A fork/continuation of the original since the author has been away for a while. Supports kernels up to 6.15 with lots of other changes.
A fork/continuation of the original since the author has been away for a while. Supports kernels up to 6.15 with lots of other changes.
This isn’t a Bluetooth adapter.
That’s how little you know about the subject you’re trying to rant about.
What in the fuck are you even talking about?
PS5 is bluetooth, standard bluetooth, and wired uses both standard HID and standard usb audio, my point is: Why isn’t MSFT?
Also, since you clearly don’t know the first fucking thing you’re talking about:
Look at how stupid broken this is! You need drivers to use it over standard USB!
Everything about this design is broken, it should be kicked out of the kernel and MSFT should release firmware that actually implements HID like normal, non-stupid people.
8bitdo has exactly this, same dongle system and pairing and again, it works perfectly without any drivers at all, because they’re not morons.
We are talking about a driver for the Xbox One wireless adapter.
Microsoft never submitted a kernel driver for this, it’s a third party module. It’s not Bluetooth - it’s WiFi, using a proprietary blob for authentication.
Not a single one of your claims in this entire thread have been correct.
You’ve literally missed my whole point.
Playstation link is this exact same thing, and btw, both controllers are dual-mode bluetooth and “high-speed wireless interface”, which is basically wifi or wifi-direct or some proprietary variant.
My point is, why isn’t it like Playstation link which just presents as HID devices and usb-audio devices, without a driver at all? Same low-latency, they even do LDAC.
The 8bitdo version is easier to implement because it’s one dongle per controller. The Xbox dongle supports eight controllers per dongle.
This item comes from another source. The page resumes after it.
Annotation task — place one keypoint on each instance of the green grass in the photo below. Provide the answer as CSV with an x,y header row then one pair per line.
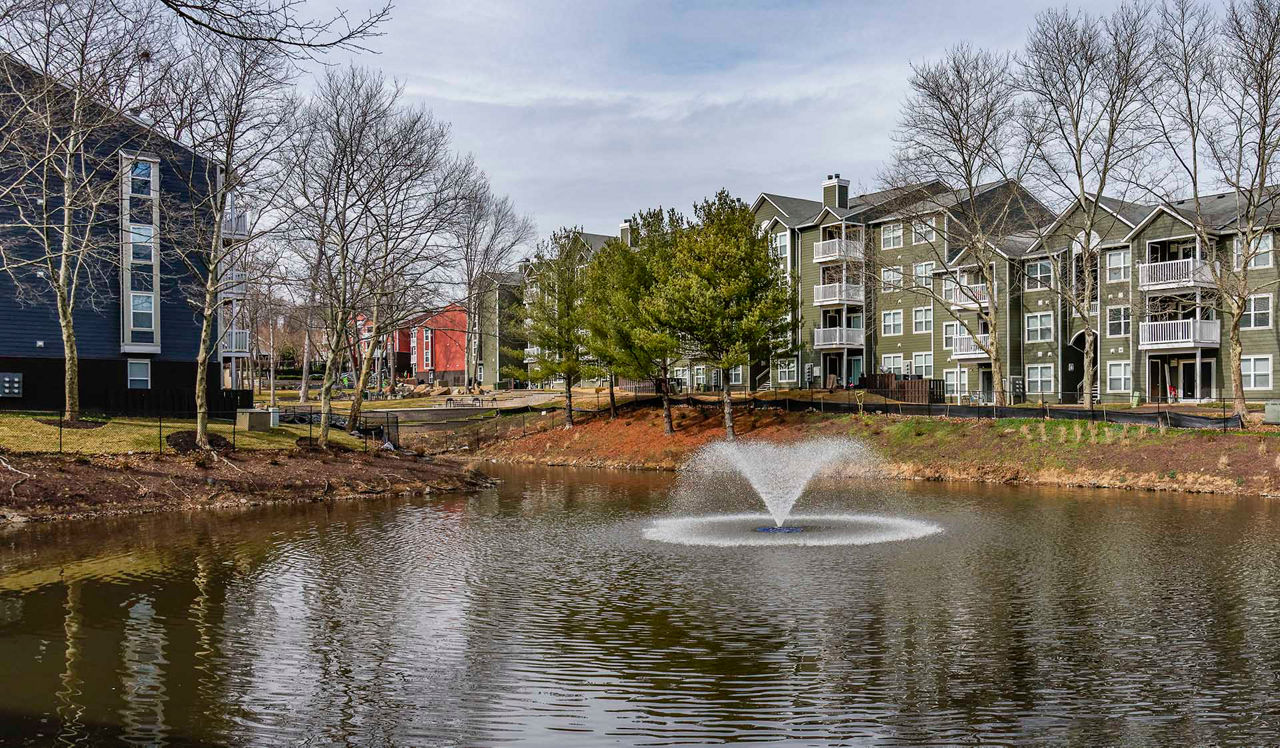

This complicates things; I assume they didn’t want to emulate an eight-port USB hub on the dongle.
You can use BT, but there’s a reason 8bitdo has a dongle as well: BT has worse latency, I assume due to protocol overhead.
And at least Xbox controllers are cross-compatible. You can’t use a DS4 on a PS5, even if you’re playing a PS4 game.
https://github.com/abcminiuser/lufa
Literally a kid did this in high school, this is without hardware support, just GPIO, but he also implemented the full stack on avrusbs and cortex-ms, and one thing he emulated was multiple devices on a hub.
Well, yeah, obviously it can be done. What’s the latency, though? A hub’s muxing alternates between packets from different devices, but even USB 1.1 has 64B packets, leaving 64b per controller if you report them all in one packet. That’s 15 digital buttons, 6b per axis, and 13b left over for routing.
However, I can’t think of a way to get the computer to decode one 64B packet into eight separate HID polls without a custom driver. If you use a hub, you’re limited to 8kHz total by the spec, but many EHCI controllers limit that to 1kHz. 125Hz per player is not great.
I can’t confirm that this is the reason or that there isn’t a different way around the restriction, but it seems likely from what I know of USB hubs.
TL;DR: with a custom driver, you can report all controllers on all USB polls rather than each taking up a whole interval, giving you 8x the polling rate compared to an emulated hub with 8 standard HIDs.
Firstly, it’s not a real hub, it’s an emulated hub, and you can do that emulating everything as USB 2.0.
Secondly you can have multiple hid interface endpoints on a single device.
Thirdly, you wouldn’t be polling, these would be hid interrupt urbs, and you can storm them 1 per micropacket if you want, they just show up in the ehci buffers.
Finally, no human is overflowing the hid interface like this, not even 8 of them.